The system generates a respective planning embedding corresponding to each of multiple experience tuples in an external memory (<NUM>). Each experience tuple characterizes interaction of the agent with the environment at a respective previous time step.

The system processes the planning embeddings using a planning neural network to generate an implicit plan for accomplishing the goal (<NUM>).

The system selects the action to be performed by the agent at the time step using the implicit plan (<NUM>).

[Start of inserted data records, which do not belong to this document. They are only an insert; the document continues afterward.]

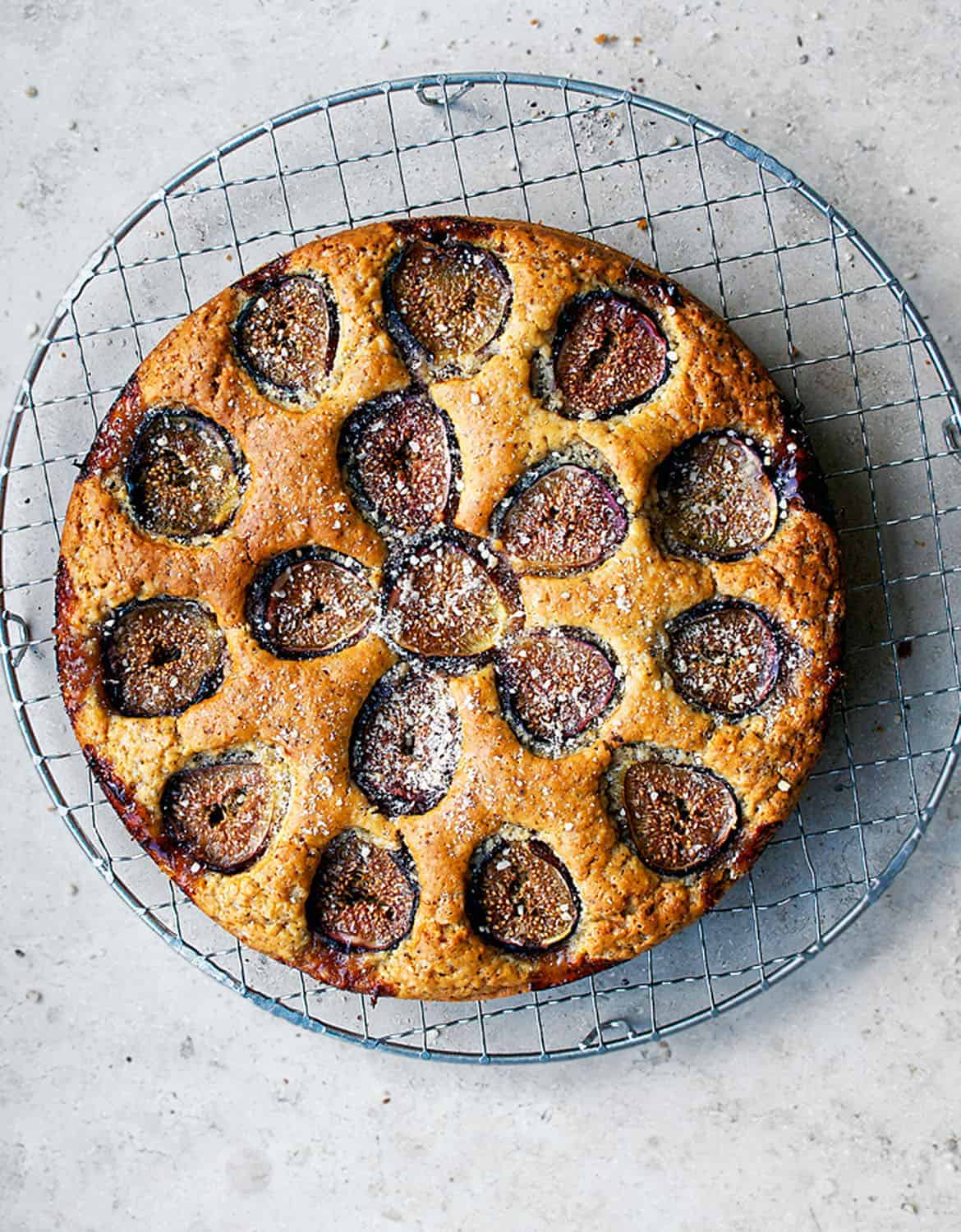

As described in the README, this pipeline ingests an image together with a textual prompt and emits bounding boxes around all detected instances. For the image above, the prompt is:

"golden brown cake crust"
[57,219,844,1000]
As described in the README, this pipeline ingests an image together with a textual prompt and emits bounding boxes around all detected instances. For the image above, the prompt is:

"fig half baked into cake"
[57,218,844,1000]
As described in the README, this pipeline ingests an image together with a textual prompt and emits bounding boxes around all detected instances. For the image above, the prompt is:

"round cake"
[57,218,844,1000]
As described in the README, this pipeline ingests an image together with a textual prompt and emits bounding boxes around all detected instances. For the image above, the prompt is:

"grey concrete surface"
[0,0,961,1232]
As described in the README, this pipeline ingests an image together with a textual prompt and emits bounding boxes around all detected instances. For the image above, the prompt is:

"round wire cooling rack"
[0,73,961,1061]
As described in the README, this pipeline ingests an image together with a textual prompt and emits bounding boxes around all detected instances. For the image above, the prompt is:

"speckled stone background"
[0,0,961,1232]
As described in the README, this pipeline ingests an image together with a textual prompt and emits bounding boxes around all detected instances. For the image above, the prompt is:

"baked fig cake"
[57,218,844,1000]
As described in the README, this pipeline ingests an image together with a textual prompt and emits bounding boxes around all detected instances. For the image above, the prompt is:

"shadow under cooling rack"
[0,73,961,1061]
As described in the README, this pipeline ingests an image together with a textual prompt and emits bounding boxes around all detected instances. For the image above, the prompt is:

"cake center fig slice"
[623,758,738,876]
[668,601,781,719]
[494,462,628,577]
[497,628,618,756]
[160,761,275,874]
[554,291,669,419]
[338,391,461,535]
[384,530,524,674]
[350,663,463,817]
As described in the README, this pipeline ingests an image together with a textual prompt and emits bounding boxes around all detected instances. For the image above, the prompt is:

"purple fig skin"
[338,389,461,535]
[667,600,781,722]
[495,627,621,758]
[246,545,377,660]
[350,663,463,817]
[234,274,339,404]
[307,830,421,953]
[623,759,738,877]
[552,291,670,419]
[495,462,628,577]
[467,838,581,956]
[101,595,228,719]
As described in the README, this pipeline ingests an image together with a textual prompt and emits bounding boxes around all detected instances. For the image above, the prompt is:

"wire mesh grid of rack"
[0,73,961,1061]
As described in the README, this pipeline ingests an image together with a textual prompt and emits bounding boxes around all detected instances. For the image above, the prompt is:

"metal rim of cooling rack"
[0,73,961,1064]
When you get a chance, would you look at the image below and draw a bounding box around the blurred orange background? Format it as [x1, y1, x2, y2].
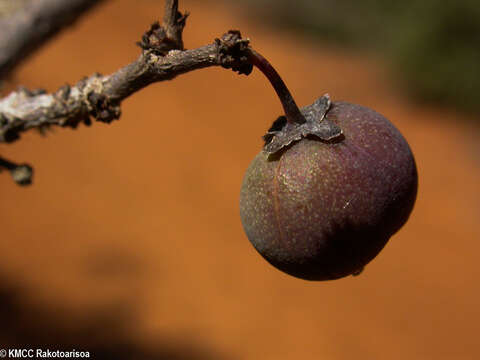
[0, 0, 480, 360]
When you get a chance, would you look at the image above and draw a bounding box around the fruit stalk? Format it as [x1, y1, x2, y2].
[248, 48, 306, 124]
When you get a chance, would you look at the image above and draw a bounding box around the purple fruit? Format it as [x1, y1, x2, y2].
[240, 98, 417, 280]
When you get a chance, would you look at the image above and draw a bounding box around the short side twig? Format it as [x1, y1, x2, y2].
[0, 157, 33, 186]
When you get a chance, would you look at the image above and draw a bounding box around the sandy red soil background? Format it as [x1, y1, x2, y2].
[0, 0, 480, 360]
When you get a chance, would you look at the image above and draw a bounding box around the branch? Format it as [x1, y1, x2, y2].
[0, 0, 253, 185]
[0, 0, 106, 79]
[0, 157, 33, 186]
[0, 31, 252, 142]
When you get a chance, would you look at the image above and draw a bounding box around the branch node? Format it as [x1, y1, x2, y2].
[86, 91, 121, 126]
[215, 30, 253, 75]
[137, 1, 189, 56]
[0, 157, 33, 186]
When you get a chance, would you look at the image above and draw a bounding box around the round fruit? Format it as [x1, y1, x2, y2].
[240, 102, 417, 280]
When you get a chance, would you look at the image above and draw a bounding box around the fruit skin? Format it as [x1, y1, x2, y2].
[240, 102, 418, 280]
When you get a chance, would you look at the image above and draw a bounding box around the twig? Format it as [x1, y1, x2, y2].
[0, 0, 253, 185]
[0, 157, 33, 186]
[0, 0, 106, 79]
[0, 31, 252, 142]
[163, 0, 189, 50]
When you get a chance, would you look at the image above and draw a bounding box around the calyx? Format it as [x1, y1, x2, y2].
[263, 94, 343, 156]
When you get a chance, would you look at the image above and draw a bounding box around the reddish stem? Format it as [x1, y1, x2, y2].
[248, 48, 305, 124]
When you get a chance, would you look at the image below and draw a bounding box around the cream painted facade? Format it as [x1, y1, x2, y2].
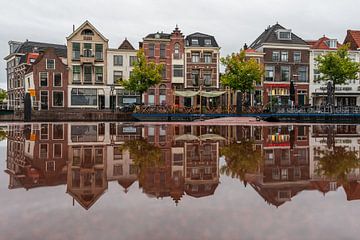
[309, 49, 360, 106]
[66, 21, 110, 109]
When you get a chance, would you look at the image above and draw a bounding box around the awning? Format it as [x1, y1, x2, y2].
[174, 91, 226, 97]
[175, 134, 226, 141]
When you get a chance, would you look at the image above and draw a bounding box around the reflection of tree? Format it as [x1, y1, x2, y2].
[0, 128, 6, 141]
[220, 140, 262, 180]
[121, 139, 163, 180]
[316, 146, 360, 182]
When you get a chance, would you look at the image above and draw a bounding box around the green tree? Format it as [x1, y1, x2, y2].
[118, 49, 163, 101]
[221, 50, 264, 112]
[315, 45, 360, 106]
[220, 139, 262, 180]
[0, 88, 7, 103]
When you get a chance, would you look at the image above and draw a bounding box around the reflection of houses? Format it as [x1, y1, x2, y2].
[246, 126, 310, 206]
[7, 124, 67, 189]
[67, 123, 109, 209]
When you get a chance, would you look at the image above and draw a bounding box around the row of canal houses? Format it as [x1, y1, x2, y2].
[5, 122, 360, 209]
[5, 21, 360, 110]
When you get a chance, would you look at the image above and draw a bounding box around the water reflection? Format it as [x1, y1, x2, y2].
[4, 123, 360, 209]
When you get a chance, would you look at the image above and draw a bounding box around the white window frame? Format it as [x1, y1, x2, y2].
[39, 143, 49, 159]
[39, 72, 49, 87]
[46, 58, 56, 70]
[53, 143, 63, 158]
[45, 161, 56, 172]
[51, 90, 65, 108]
[51, 123, 65, 141]
[53, 72, 63, 87]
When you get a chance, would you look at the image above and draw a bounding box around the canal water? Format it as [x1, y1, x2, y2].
[0, 122, 360, 240]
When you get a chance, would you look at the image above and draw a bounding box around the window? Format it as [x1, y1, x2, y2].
[40, 72, 48, 87]
[161, 64, 166, 79]
[148, 89, 155, 105]
[84, 65, 92, 83]
[191, 52, 200, 63]
[39, 143, 48, 158]
[53, 73, 62, 87]
[113, 164, 123, 176]
[272, 52, 280, 62]
[281, 168, 288, 180]
[173, 65, 184, 77]
[71, 88, 97, 106]
[174, 43, 181, 59]
[278, 30, 291, 40]
[204, 72, 211, 86]
[149, 43, 155, 57]
[83, 43, 92, 57]
[40, 91, 49, 110]
[53, 91, 64, 107]
[114, 71, 122, 83]
[72, 43, 80, 60]
[46, 59, 55, 69]
[129, 56, 137, 67]
[95, 44, 104, 60]
[281, 52, 289, 62]
[53, 124, 64, 140]
[265, 66, 274, 82]
[114, 55, 123, 66]
[204, 53, 211, 63]
[95, 66, 103, 83]
[280, 66, 290, 82]
[53, 143, 62, 158]
[81, 29, 94, 36]
[73, 65, 80, 82]
[326, 39, 337, 48]
[191, 38, 199, 45]
[294, 52, 301, 62]
[298, 67, 308, 82]
[191, 70, 200, 86]
[45, 161, 55, 172]
[40, 124, 49, 140]
[314, 69, 321, 83]
[160, 43, 166, 58]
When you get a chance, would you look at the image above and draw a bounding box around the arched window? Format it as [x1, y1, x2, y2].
[174, 43, 181, 59]
[81, 29, 94, 36]
[159, 84, 166, 105]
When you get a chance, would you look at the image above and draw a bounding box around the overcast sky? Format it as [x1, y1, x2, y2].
[0, 0, 360, 88]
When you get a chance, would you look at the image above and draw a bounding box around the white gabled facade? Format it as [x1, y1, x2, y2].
[309, 36, 360, 106]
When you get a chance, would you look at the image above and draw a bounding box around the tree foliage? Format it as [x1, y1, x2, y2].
[221, 51, 264, 93]
[315, 45, 360, 86]
[0, 88, 7, 103]
[118, 49, 163, 94]
[220, 139, 262, 180]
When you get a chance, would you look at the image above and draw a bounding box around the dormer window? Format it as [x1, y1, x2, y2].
[205, 39, 211, 46]
[277, 29, 291, 40]
[191, 38, 199, 45]
[326, 39, 337, 48]
[81, 29, 94, 36]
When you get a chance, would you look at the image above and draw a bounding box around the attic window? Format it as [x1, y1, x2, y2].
[191, 38, 199, 45]
[326, 39, 337, 48]
[81, 29, 94, 36]
[277, 30, 291, 40]
[205, 39, 211, 46]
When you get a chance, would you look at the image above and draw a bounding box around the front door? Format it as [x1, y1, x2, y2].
[40, 91, 49, 110]
[98, 95, 105, 109]
[298, 94, 305, 106]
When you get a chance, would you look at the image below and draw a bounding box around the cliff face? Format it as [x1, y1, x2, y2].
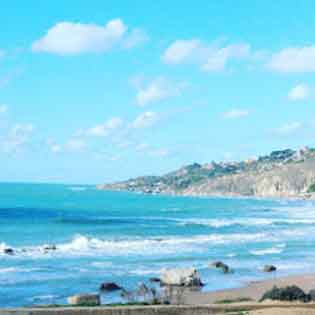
[98, 148, 315, 197]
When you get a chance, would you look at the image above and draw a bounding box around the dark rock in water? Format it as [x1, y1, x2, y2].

<FIG> a schematic illustration of an example of the system of <FIG>, in which like elements to those previously described are indicated by like reference numerals.

Claim 1:
A method performed by one or more data processing apparatus (<NUM>) for selecting actions (<NUM>) to be performed by an agent (<NUM>) interacting with an environment (<NUM>) to accomplish a goal, the method comprising:
generating a respective planning embedding (<NUM>) corresponding to each of multiple experience tuples in an external memory (<NUM>), wherein each experience tuple characterizes interaction of the agent with the environment at a respective previous time step, wherein generating the respective planning embedding comprises appending a representation of a goal state of the environment to the experience tuple, and wherein the goal state represents a state of the environment when the goal of the agent has been accomplished;
processing the planning embeddings using a planning neural network (<NUM>) to generate an implicit plan (<NUM>) for accomplishing the goal; and
selecting the action to be performed by the agent at the time step using the implicit plan; and wherein
i) the agent is a mechanical agent and the environment is a real-world environment, and the actions include control signals for actions of the mechanical agent in the real-world environment to accomplish the goal, or
ii) the environment is a real-world environment including items of equipment in a plant or facility and the agent controls actions in the environment, the actions controlling or imposing operating conditions on the items of equipment of the plant/facility, or
iii) the environment is a real-world environment and the agent manages distribution of tasks across computing resources in the environment, and the actions include assigning tasks to particular computing resources.